A HSE investigation found that two contractors involved had failed to plan and manage the work at height risk. The principal contractor, main contractor and a subcontractor pleaded guilty and must pay fines totalling £526,500.
Construction worker injured after falling onto a scaffolding pole
A construction worker was asked to remove fall arrest bags from a school site. The bags are intended to minimise the risk of injury if someone falls. As the bags were too big to fit down the stairs, the worker carried the bags onto the roof and threw them over the edge. One of the bags became caught on the edge protection, it became dislodged and the worker was dragged over the edge falling two metres and landing on the end of a scaffolding pole.
The HSE investigation found that employees had been exposed to the fall risk because the company had not put in place fall protection measures which met the British standard. This requires guard-rails, toe-boards, barriers and similar collective means of protection to be securely installed so that they can't be displaced.
The company pleaded guilty but has since gone into administration and was therefore fined £1.
Two companies fined after worker fell from height
A contractor and scaffolding company have been fined for safety breaches after a worker fell five metres from a roof.
A sub-contractor working for Centreco (UK) Ltd, was installing solar panels to the roof of a building. He slipped on the roof, sliding down to the edge protection. The toe board snapped and he fell through the scaffold. He suffered a fracture to his spine, a broken coccyx and nerve damage.
An investigation by the HSE found the scaffolding company had not constructed the scaffold to a known industry standard or design. The contractor had also failed to take into account the presence of roof lights and take effective measures to prevent workers falling through fragile surfaces.
The scaffolding company pleaded guilty to breaching Section 3(1) of the Health and Safety at Work Act 1974 and was fined £28,800 and ordered to pay £945.20 in costs. Centreco (UK) Ltd pleaded guilty to breaching Section 3(1) of the Health and Safety at Work Act 1974 and has been fined £33,500 and ordered to pay £945.20 in costs.
The purpose of The Work at Height Regulations 2005 is to prevent death and injury caused by a fall from height. Unfortunately, falls from height remain a common problem on construction sites and is one of the biggest causes of workplace fatalities and major injuries. Employers and those in control of work at height must first assess the risks and ensure work is properly planned, supervised and carried out by competent people. This includes using the right type of equipment for working at height.
Business Owner Imprisoned After Worker Electrocuted
A worker was electrocuted and sustained serious injuries after plugging a tyre stripping machine into a wall socket.

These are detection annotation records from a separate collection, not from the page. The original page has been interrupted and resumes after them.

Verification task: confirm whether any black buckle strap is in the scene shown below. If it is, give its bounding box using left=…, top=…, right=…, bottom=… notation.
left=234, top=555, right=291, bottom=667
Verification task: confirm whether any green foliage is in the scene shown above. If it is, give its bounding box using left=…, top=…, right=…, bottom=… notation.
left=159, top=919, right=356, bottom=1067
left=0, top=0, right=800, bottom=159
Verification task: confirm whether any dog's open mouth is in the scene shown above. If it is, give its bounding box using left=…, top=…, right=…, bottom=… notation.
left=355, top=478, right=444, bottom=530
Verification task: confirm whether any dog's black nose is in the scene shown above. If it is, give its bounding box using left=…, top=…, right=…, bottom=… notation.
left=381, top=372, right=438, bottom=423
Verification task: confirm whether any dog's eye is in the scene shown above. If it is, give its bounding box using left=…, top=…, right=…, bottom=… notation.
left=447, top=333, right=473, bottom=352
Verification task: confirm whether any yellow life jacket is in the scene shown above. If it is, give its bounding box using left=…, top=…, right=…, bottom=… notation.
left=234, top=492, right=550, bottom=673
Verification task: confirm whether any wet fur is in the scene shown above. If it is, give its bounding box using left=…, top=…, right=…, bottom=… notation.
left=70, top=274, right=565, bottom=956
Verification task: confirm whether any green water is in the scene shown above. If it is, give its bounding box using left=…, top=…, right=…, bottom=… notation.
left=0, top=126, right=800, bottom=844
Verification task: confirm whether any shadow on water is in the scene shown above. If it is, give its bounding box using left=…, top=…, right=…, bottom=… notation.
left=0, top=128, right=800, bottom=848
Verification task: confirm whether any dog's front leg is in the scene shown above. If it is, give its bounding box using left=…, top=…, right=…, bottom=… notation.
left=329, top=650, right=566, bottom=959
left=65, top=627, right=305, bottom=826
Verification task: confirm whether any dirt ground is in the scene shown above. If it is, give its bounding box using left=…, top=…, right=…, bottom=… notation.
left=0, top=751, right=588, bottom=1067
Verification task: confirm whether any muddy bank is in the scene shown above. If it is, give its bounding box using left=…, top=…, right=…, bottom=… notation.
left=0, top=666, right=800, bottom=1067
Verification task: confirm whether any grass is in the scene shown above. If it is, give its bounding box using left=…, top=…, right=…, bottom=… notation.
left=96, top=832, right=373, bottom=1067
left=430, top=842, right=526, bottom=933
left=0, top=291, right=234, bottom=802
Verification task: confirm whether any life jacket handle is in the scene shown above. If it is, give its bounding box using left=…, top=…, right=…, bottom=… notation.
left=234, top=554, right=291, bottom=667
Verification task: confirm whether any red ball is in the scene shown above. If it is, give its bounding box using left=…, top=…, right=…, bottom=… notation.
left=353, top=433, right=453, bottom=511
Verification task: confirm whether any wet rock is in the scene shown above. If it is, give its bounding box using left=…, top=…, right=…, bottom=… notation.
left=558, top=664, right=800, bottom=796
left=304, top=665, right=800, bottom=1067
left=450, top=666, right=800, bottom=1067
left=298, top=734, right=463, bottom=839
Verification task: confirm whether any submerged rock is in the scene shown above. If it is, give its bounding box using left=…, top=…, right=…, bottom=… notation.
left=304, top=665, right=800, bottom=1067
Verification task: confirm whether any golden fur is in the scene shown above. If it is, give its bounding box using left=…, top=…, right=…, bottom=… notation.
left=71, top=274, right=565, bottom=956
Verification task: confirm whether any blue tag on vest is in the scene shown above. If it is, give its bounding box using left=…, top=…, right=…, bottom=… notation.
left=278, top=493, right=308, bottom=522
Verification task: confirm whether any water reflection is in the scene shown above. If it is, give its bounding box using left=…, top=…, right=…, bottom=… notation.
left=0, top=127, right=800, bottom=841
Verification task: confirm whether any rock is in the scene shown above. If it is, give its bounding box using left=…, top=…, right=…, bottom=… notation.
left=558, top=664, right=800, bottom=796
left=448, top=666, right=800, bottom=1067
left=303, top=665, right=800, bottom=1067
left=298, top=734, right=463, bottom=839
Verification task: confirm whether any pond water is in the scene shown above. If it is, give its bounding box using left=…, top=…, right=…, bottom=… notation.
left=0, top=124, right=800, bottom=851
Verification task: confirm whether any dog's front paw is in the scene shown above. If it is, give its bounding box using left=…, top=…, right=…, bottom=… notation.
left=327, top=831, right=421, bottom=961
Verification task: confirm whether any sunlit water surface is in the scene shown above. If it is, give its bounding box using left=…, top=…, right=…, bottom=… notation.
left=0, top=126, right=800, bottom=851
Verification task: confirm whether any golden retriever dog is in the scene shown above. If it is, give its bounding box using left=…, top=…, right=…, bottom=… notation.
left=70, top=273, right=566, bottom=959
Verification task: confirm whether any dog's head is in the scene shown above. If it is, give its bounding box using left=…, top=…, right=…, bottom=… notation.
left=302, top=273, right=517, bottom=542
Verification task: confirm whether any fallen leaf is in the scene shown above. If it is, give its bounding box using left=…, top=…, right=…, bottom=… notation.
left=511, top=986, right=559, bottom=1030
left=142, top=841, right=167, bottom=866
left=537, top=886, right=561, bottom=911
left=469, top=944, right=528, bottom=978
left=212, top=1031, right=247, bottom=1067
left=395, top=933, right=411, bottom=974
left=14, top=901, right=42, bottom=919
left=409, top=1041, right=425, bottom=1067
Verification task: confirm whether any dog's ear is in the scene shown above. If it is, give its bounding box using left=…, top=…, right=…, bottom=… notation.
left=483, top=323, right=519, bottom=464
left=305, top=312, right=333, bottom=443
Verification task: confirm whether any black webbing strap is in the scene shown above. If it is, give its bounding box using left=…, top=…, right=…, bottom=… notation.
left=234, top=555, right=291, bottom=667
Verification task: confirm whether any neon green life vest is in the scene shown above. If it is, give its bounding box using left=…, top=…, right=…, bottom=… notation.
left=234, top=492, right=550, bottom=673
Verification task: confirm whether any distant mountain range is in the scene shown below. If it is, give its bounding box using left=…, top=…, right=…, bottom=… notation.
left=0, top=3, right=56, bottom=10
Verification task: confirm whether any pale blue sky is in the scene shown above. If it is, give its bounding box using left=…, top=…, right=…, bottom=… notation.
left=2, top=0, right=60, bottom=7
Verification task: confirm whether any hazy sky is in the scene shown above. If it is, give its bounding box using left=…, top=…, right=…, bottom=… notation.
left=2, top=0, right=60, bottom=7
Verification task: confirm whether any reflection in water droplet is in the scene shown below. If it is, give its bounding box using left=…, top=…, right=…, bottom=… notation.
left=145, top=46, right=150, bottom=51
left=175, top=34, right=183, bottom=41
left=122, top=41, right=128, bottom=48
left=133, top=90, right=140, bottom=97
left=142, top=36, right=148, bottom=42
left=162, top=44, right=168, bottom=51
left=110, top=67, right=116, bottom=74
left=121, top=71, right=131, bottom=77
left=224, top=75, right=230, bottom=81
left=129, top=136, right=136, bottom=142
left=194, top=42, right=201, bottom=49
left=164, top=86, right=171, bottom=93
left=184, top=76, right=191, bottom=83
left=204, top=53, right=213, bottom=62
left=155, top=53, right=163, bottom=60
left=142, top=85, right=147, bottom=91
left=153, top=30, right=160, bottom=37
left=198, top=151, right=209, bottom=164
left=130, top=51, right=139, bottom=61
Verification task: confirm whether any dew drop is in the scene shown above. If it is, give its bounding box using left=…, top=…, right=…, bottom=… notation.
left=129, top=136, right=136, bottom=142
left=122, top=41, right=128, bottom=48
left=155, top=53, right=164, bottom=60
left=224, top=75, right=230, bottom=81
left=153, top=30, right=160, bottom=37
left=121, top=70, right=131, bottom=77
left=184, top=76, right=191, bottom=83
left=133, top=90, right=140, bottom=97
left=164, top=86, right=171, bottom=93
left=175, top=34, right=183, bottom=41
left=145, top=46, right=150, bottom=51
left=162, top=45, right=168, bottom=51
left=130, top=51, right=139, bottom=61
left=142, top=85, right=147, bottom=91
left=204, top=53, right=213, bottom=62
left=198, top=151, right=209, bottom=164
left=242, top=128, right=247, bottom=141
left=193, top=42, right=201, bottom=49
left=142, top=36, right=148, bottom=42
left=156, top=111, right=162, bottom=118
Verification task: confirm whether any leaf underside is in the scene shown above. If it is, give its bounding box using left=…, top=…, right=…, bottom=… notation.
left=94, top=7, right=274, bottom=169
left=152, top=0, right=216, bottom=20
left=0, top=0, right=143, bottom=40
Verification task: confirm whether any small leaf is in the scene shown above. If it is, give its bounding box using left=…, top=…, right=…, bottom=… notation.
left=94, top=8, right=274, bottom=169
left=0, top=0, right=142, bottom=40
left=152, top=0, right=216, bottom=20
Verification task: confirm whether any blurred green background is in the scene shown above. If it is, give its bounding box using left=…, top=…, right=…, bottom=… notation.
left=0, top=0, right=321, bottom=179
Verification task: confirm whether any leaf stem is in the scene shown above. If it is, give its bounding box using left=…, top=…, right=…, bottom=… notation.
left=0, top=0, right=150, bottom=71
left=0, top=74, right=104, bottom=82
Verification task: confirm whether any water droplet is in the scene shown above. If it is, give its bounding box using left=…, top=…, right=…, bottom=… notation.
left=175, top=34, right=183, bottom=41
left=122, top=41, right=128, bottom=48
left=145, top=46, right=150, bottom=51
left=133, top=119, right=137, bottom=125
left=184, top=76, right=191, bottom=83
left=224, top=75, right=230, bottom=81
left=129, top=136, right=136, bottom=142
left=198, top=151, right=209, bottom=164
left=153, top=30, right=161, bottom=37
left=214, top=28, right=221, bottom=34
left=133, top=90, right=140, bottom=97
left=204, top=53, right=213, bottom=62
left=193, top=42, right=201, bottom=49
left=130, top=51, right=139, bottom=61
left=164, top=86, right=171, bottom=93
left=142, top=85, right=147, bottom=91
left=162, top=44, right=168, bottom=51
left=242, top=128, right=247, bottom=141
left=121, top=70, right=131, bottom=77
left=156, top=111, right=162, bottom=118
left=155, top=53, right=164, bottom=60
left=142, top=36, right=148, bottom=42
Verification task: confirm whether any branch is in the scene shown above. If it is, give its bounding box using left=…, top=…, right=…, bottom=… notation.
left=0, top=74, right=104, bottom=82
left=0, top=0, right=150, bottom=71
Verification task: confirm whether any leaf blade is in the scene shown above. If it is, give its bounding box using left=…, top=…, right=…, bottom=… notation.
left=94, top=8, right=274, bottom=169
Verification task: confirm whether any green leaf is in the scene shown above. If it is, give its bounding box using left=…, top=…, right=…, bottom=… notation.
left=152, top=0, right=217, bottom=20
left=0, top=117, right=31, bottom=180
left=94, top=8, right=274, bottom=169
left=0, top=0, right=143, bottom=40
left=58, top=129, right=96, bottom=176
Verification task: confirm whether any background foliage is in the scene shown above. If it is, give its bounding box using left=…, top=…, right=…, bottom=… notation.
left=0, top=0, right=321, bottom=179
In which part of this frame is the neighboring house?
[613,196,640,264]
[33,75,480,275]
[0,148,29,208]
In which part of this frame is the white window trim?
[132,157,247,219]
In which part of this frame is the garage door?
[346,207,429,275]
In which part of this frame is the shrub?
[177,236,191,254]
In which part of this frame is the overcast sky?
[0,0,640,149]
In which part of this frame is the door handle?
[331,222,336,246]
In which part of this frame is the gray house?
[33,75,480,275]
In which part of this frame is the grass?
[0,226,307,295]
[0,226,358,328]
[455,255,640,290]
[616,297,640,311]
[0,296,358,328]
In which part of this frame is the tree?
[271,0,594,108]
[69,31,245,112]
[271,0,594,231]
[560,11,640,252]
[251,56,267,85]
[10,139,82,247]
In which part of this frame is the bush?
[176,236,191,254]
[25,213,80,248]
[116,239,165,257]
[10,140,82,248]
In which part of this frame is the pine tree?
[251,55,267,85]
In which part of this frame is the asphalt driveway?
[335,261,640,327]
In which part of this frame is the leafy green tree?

An investigation by the HSE found that the electrical installation was unsafe and more suited to a domestic premises. There was evidence of water ingress on the behind the socket. The socket itself was found to be in a poor condition with evidence of exposed wires.
The business owner pleaded guilty to breaching Section 4 of the Health and Safety at Work Act 1974, and was sentenced to 18 weeks in prison.
When sentencing, an overriding consideration was the failure to effectively maintain electrical equipment which could have resulted in a fatal injury. Speaking after the hearing, HSE inspector Anne Marie Orrells commented "This case highlights the importance of regular proactive maintenance and inspection of work equipment, including electrical installations, to ensure that they do not deteriorate to the extent that it puts people at risk.